- Sire: Rosemont
- Grandsire: The Porter
- Dam: Camargo
- Damsire: Heliopolis
- Sex: Stallion
- Foaled: 1952
- Died: 1976 (aged 23–24)
- Country: United States
- Color: Bay
- Breeder: Christiana Stables
- Owner: Christiana Stables
- Trainer: Henry S. Clark
- Record: 59: 13-8-8
- Earnings: US$208,415

Major wins
- Pimlico Futurity (1954) Travers Stakes (1955) Lawrence Realization Stakes (1955) Stymie Handicap (1956) Merchants' and Citizens' Handicap (1956) Southampton Handicap (1957)

= Thinking Cap =

American Thoroughbred racehorse

Thinking Cap (1952–1976) was an American Thoroughbred racehorse who successfully competed in major races from one mile to more than two miles.

==Background==
Out of the Heliopolis mare Camargo, Thinking Cap was sired by Rosemont who in turn was sired by the 1937 Leading sire in North America, The Porter.

Bred and raced by the Christiana Stables of Harry Lunger and his wife Jane du Pont Lunger, Thinking Cap was trained by U. S. Hall of Fame inductee Henry S. Clark.

==Racing career==
In his first year of racing at age two, Douglas Dodson rode Thinking Cap to his most important win in the 1954 Pimlico Futurity.

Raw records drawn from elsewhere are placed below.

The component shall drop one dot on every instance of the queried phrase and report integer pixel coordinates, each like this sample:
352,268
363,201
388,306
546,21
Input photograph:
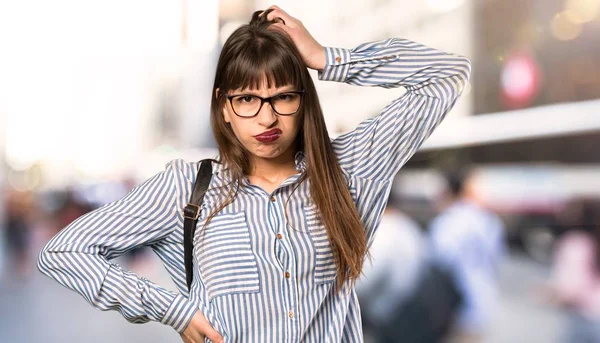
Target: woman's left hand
311,51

Run over a muddy track, it would prove to be a surface he would do exceptionally well on throughout his career.

Ridden by jockey Paul Bailey, Thinking Cap won two of the top stakes for 3-year-olds over muddy tracks, taking the Travers Stakes in August and the Lawrence Realization Stakes in October.

Racing at age four and five, Thinking Cap continued to show his strength as a distance runner. Again with Paul Bailey aboard, in 1956 he won the mile and one-half Stymie Handicap at Belmont Park and the grueling mile and three-quarters Merchants and Citizens Handicap. In his last year of racing, Thinking Cap won the 1957 Southampton Handicap at Belmont Park. Ridden by Eldon Nelson, the race was contested on a sloppy track over a distance of a mile and one-half.

==At stud==
Retired to stand at stud for the Lungers, Thinking Cap sired a number of horses that made it into racing from which only his son Smart was able to achieve his sire's level of success. Smart, a 1959 chestnut colt whose dam was Enchanted Eve, inherited Thinking Cap's endurance with wins in such top level races at a mile and one-quarter or more such as the Manhattan, Gallant Fox, and Massachusetts Handicaps, the latter he won back-to-back in 1964 and 1965.